Let’s review two important facts:

  • It’s quite likely you are the father.
  • You have every intention of being the best father you can to this little boy, if he is in fact your son.

But still, it’s important in this complicated situation to ascertain paternity if possible.  Why?  Two reasons:

  • It’s important because the boy has a right to be reared by his own father, if possible.  There are many situations in which, unfortunately, a child cannot be raised by his own biological parents.  But if it is possible, he and his parents will both rightly want that to happen.
  • Likewise it’s important because the responsibilities of a man towards his own child are significantly different than his responsibilities towards children in general.

You’re a stand-up guy.  If the boy isn’t yours, you’ll still wish him and his mother well, and you’ll do all the things that any decent man does to help the children of his community.  But it would not be fair to you to expect you to rear a child to whom you have no particular connection, and it also would not be fair to the boy and his real father.

The two of them deserve the opportunity to be father and son, if that is possible.  It would be an injustice for you to step in and presume the rights that properly belong to some other man.

What’s a Marriage Tribunal?

A marriage tribunal is something like a paternity test.  A paternity test attempts to answer the question: Am I the father of this child?  A marriage tribunal attempts to answer the question: Am I married to this person we’ve assumed until now was my spouse?

As with paternity tests, we don’t examine the validity of marriages except in difficult circumstances — situations where there is reasonable doubt.  If you are separated or divorced, the question might reasonably come up.  Whatever circumstances led to the separation might hint that no valid marriage was ever contracted in the first place.

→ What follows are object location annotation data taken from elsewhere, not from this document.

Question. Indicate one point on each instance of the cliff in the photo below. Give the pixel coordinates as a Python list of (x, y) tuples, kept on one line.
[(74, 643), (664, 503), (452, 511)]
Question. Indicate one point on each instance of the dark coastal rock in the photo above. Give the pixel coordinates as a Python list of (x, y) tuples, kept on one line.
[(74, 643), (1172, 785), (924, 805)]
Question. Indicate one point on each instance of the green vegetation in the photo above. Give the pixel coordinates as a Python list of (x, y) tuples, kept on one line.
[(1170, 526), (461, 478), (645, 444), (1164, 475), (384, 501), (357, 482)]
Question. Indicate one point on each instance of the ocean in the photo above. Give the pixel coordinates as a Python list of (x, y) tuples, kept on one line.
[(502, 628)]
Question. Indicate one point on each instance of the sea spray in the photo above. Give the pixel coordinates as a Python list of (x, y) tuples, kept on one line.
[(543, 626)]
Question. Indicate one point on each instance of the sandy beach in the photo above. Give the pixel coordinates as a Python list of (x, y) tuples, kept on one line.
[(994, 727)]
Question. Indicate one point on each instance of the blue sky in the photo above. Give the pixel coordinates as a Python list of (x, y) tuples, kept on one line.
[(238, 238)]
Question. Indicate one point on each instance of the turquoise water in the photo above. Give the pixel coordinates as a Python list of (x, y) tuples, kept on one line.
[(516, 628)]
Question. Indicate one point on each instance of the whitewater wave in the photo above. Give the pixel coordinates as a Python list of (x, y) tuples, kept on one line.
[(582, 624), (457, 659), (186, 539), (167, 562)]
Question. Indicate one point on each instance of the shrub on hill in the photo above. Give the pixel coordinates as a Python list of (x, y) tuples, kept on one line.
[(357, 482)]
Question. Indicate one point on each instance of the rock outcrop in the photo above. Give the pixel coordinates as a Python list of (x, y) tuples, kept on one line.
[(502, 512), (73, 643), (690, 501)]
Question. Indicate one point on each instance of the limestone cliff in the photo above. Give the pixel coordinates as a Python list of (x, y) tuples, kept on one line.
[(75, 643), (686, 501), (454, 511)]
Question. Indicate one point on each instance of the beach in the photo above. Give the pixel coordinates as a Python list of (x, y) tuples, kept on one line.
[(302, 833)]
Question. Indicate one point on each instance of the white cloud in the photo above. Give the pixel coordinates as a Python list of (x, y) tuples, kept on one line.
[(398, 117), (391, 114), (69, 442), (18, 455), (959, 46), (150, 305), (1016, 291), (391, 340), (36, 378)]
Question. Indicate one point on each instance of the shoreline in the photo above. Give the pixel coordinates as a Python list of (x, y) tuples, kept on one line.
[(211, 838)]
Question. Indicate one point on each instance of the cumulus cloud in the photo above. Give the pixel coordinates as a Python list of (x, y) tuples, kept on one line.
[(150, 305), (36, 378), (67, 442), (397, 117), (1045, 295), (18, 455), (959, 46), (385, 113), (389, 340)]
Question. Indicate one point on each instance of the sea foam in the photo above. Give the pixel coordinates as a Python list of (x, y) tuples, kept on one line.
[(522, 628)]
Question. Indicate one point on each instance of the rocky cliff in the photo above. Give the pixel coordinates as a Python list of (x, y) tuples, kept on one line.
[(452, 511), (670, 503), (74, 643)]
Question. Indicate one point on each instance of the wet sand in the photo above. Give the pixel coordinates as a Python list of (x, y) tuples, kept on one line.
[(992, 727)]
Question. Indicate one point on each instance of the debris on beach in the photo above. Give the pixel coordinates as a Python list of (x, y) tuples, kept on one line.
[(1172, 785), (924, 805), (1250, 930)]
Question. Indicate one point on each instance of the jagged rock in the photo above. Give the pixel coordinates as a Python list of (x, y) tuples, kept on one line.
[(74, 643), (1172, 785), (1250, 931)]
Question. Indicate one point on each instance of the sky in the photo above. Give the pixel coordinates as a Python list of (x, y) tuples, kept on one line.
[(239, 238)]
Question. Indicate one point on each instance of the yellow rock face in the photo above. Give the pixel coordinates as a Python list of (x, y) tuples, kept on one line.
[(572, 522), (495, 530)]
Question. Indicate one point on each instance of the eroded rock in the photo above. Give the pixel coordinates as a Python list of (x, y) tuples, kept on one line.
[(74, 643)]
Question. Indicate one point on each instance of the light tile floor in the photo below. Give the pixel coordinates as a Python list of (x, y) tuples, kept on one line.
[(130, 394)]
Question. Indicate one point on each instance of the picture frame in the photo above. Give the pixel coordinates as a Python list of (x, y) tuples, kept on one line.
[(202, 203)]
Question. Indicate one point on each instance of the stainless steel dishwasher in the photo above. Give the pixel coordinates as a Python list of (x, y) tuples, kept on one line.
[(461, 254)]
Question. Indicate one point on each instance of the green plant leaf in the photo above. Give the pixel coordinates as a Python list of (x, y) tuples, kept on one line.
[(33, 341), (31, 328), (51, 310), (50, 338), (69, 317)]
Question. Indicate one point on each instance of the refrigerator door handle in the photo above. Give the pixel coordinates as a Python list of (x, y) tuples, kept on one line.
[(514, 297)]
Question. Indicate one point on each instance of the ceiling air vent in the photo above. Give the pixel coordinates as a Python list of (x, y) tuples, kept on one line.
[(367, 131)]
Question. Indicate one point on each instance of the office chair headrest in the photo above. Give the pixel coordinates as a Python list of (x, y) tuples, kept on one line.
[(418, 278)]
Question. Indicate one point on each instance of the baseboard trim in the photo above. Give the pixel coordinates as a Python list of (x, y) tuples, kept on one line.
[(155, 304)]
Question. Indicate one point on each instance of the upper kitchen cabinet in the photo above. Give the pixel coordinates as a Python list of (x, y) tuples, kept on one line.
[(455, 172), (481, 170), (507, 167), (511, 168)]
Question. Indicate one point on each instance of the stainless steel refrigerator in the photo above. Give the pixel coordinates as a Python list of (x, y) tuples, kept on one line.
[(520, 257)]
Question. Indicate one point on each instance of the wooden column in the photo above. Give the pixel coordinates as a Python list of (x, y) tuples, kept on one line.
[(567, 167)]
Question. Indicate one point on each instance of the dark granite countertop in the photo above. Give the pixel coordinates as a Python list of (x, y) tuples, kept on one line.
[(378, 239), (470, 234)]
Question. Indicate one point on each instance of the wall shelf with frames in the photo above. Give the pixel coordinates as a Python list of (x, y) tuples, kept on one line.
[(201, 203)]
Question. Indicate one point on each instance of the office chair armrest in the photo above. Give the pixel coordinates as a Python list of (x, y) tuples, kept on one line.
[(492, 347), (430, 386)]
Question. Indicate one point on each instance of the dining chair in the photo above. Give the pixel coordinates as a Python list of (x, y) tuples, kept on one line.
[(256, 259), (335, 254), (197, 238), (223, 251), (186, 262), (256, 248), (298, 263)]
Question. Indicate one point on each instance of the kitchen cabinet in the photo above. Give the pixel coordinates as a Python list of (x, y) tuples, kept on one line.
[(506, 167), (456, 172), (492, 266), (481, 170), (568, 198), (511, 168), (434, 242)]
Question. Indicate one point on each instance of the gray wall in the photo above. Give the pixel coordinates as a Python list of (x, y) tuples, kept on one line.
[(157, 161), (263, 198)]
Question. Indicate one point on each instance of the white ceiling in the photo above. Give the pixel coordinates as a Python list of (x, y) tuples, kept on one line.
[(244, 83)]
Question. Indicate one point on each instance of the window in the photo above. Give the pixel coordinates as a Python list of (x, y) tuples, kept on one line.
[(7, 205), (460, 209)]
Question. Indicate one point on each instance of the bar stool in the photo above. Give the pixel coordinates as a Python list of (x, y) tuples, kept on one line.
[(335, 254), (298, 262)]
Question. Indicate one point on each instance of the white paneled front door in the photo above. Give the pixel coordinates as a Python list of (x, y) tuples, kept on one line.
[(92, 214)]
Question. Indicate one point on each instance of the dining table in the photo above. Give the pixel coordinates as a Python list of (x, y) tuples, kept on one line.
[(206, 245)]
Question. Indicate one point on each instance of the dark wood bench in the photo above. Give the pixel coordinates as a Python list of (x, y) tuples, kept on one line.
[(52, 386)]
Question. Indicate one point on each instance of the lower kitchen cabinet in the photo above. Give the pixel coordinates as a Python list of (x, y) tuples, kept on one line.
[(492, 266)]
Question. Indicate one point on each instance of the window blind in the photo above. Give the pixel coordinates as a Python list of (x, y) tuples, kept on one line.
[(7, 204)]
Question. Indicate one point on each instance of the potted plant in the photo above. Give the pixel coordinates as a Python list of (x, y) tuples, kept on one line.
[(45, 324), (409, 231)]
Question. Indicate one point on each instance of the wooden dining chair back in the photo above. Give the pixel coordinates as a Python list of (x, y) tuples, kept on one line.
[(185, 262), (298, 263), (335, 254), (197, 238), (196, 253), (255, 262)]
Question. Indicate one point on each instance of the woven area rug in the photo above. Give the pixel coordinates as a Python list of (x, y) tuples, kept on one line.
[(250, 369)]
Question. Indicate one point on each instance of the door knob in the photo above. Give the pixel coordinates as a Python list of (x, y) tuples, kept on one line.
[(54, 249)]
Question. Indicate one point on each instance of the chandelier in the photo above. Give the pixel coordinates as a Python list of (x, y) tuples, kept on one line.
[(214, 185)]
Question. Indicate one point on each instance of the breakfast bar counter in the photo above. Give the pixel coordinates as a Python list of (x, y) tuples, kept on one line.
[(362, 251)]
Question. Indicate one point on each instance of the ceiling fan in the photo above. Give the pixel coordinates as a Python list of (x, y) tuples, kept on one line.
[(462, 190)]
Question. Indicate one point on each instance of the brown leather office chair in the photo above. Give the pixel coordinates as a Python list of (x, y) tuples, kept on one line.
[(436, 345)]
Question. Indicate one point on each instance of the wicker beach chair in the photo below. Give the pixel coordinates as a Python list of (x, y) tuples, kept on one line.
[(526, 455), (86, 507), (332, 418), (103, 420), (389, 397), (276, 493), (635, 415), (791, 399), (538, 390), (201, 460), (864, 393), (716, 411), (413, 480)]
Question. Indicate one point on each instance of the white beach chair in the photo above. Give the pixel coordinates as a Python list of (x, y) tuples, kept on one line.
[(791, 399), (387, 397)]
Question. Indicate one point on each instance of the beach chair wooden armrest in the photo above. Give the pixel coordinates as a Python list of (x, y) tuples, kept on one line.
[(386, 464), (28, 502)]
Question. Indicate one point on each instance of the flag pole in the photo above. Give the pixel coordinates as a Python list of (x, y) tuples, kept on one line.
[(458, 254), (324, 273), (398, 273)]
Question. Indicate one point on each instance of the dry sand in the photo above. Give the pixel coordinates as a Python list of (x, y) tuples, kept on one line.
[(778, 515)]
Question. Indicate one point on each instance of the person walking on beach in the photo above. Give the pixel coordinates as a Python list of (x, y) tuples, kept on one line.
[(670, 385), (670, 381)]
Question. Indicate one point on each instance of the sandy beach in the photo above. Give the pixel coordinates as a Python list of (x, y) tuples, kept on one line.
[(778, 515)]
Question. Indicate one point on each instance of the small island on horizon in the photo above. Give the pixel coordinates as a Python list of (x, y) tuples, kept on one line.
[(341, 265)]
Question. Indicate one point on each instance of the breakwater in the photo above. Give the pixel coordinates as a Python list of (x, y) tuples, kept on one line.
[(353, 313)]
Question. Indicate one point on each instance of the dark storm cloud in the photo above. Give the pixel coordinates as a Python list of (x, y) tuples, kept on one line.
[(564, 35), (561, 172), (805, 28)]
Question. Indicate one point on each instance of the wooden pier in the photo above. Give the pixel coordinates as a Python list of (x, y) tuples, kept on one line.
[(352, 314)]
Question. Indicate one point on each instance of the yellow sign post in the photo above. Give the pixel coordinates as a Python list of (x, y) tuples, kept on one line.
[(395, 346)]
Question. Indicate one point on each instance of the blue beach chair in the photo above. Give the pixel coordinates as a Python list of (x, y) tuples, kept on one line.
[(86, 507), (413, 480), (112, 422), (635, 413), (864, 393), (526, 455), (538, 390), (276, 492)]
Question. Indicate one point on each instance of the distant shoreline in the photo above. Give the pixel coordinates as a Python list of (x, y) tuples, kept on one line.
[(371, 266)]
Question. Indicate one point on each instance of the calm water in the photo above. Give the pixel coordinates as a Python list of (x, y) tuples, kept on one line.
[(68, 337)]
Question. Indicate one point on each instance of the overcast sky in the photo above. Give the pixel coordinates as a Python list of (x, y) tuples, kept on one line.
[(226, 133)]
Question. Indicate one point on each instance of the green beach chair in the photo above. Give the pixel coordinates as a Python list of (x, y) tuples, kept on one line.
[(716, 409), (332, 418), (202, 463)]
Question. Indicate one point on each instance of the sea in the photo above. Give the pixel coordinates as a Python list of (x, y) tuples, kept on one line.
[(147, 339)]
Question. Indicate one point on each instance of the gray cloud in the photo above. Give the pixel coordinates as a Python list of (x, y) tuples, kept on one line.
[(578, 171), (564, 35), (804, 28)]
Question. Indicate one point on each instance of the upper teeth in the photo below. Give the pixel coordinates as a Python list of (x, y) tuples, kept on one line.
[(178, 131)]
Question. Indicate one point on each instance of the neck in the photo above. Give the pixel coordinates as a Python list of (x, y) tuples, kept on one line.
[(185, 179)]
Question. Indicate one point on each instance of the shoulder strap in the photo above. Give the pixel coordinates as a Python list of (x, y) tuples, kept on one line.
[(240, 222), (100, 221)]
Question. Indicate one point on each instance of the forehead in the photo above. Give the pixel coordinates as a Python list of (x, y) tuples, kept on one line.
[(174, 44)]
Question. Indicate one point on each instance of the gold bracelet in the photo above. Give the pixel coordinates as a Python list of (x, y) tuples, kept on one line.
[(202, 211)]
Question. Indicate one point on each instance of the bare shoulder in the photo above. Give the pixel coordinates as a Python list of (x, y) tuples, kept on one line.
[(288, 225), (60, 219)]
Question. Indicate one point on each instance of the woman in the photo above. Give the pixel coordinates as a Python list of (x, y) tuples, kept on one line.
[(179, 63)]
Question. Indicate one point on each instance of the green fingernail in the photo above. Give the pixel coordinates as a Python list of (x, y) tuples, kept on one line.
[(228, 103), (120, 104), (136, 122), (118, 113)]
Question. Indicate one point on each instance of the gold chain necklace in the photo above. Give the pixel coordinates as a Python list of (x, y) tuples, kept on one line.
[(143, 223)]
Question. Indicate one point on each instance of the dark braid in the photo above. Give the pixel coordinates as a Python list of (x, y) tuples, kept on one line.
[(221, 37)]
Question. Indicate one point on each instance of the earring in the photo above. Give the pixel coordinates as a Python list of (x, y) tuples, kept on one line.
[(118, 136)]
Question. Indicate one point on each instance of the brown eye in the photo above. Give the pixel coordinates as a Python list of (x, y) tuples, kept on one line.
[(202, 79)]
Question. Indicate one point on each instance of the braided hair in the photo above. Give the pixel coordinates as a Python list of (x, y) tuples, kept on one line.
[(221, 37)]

Like a paternity test, the purpose of a marriage tribunal isn’t to give you the answer you want, its purpose is to give you the truth: Do I have a solemn and irrevocable bond with this other person, or do I not?

 

File:Biertan house for divorcing people.jpg

Photo: The Beirtan house for divorcing people, via Wikimedia.  The photographer’s description explains: “This small building stands next to the church of Biertan (Birthälm). There was the habit to close there for two weeks the couples that wanted to divorce. Inside there was only a bed and the necessary to eat. It actually worked because in 400 years only one couple eventually decided to break up.”  By Alessio Damato [GFDL, CC-BY-SA-3.0, CC BY-SA 2.5-2.0-1.0].